1 files changed, 27 insertions, 30 deletions

diff --git a/sys/netipsec/key.c b/sys/netipsec/key.c
index 56942e7..7329539 100644
--- a/sys/netipsec/key.c
+++ b/sys/netipsec/key.c
@@ -809,6 +809,7 @@ key_checkrequest(struct ipsecrequest *isr, const struct secasindex *saidx)
 {
 	u_int level;
 	int error;
+	struct secasvar *sav;
 
 	IPSEC_ASSERT(isr != NULL, ("null isr"));
 	IPSEC_ASSERT(saidx != NULL, ("null saidx"));
@@ -826,45 +827,31 @@ key_checkrequest(struct ipsecrequest *isr, const struct secasindex *saidx)
 
 	/* get current level */
 	level = ipsec_get_reqlevel(isr);
-#if 0
-	/*
-	 * We do allocate new SA only if the state of SA in the holder is
-	 * SADB_SASTATE_DEAD.  The SA for outbound must be the oldest.
-	 */
-	if (isr->sav != NULL) {
-		if (isr->sav->sah == NULL)
-			panic("%s: sah is null.\n", __func__);
-		if (isr->sav == (struct secasvar *)LIST_FIRST(
-			    &isr->sav->sah->savtree[SADB_SASTATE_DEAD])) {
-			KEY_FREESAV(&isr->sav);
-			isr->sav = NULL;
-		}
-	}
-#else
+
 	/*
-	 * we free any SA stashed in the IPsec request because a different
+	 * We check new SA in the IPsec request because a different
 	 * SA may be involved each time this request is checked, either
 	 * because new SAs are being configured, or this request is
 	 * associated with an unconnected datagram socket, or this request
 	 * is associated with a system default policy.
 	 *
-	 * The operation may have negative impact to performance.  We may
-	 * want to check cached SA carefully, rather than picking new SA
-	 * every time.
-	 */
-	if (isr->sav != NULL) {
-		KEY_FREESAV(&isr->sav);
-		isr->sav = NULL;
-	}
-#endif
-
-	/*
-	 * new SA allocation if no SA found.
 	 * key_allocsa_policy should allocate the oldest SA available.

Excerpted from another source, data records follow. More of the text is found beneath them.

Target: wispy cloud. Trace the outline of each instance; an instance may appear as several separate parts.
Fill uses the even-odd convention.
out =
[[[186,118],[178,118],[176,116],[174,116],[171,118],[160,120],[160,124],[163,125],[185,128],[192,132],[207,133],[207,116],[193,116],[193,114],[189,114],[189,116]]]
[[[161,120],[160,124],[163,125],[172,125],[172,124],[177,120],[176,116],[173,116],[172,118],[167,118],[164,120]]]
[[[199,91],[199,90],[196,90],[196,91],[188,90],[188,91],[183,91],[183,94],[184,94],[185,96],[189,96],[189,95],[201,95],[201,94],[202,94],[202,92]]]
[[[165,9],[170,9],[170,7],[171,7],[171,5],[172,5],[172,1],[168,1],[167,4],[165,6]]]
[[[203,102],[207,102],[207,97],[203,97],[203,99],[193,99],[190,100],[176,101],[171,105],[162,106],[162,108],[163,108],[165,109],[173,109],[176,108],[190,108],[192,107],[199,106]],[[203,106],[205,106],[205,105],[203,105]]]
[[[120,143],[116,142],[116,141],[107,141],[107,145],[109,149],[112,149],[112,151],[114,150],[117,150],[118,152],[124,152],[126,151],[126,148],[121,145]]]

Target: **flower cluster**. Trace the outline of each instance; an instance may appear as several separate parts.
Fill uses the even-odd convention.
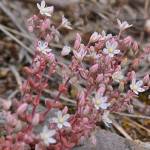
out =
[[[109,113],[123,111],[150,87],[149,74],[143,79],[136,76],[140,61],[150,48],[142,51],[132,38],[121,36],[131,27],[127,22],[118,20],[120,32],[115,36],[94,32],[87,44],[77,34],[73,47],[62,48],[61,56],[69,55],[71,59],[65,64],[49,47],[52,41],[59,41],[59,29],[72,29],[71,24],[62,16],[61,24],[55,26],[51,17],[54,7],[47,7],[44,0],[37,7],[39,14],[28,20],[29,31],[36,31],[38,39],[32,64],[24,68],[28,77],[22,86],[21,100],[1,100],[5,136],[0,137],[0,149],[72,149],[81,138],[92,136],[97,122],[110,127]],[[136,51],[132,59],[131,49]],[[53,79],[58,75],[62,83]],[[47,90],[53,81],[56,94]],[[69,97],[69,85],[73,84],[78,85],[78,90],[74,100],[69,100],[73,105],[70,110],[61,96]],[[49,98],[44,96],[46,91]],[[44,109],[39,111],[40,106]],[[41,126],[43,130],[36,131]]]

 	 * See key_do_allocsa_policy(), and draft-jenkins-ipsec-rekeying-03.txt.
 	 */
-	if (isr->sav == NULL)
-		isr->sav = key_allocsa_policy(saidx);
+	sav = key_allocsa_policy(saidx);
+	if (sav != isr->sav) {
+		/* SA need to be updated. */
+		if (!IPSECREQUEST_UPGRADE(isr)) {
+			/* Kick everyone off. */
+			IPSECREQUEST_UNLOCK(isr);
+			IPSECREQUEST_WLOCK(isr);
+		}
+		if (isr->sav != NULL)
+			KEY_FREESAV(&isr->sav);
+		isr->sav = sav;
+		IPSECREQUEST_DOWNGRADE(isr);
+	} else if (sav != NULL)
+		KEY_FREESAV(&sav);
 
 	/* When there is SA. */
 	if (isr->sav != NULL) {
@@ -1240,6 +1227,16 @@ key_freesp_so(struct secpolicy **sp)
 	KEY_FREESP(sp);
 }
 
+void
+key_addrefsa(struct secasvar *sav, const char* where, int tag)
+{
+
+	IPSEC_ASSERT(sav != NULL, ("null sav"));
+	IPSEC_ASSERT(sav->refcnt > 0, ("refcount must exist"));
+
+	sa_addref(sav);
+}
+
 /*
  * Must be called after calling key_allocsa().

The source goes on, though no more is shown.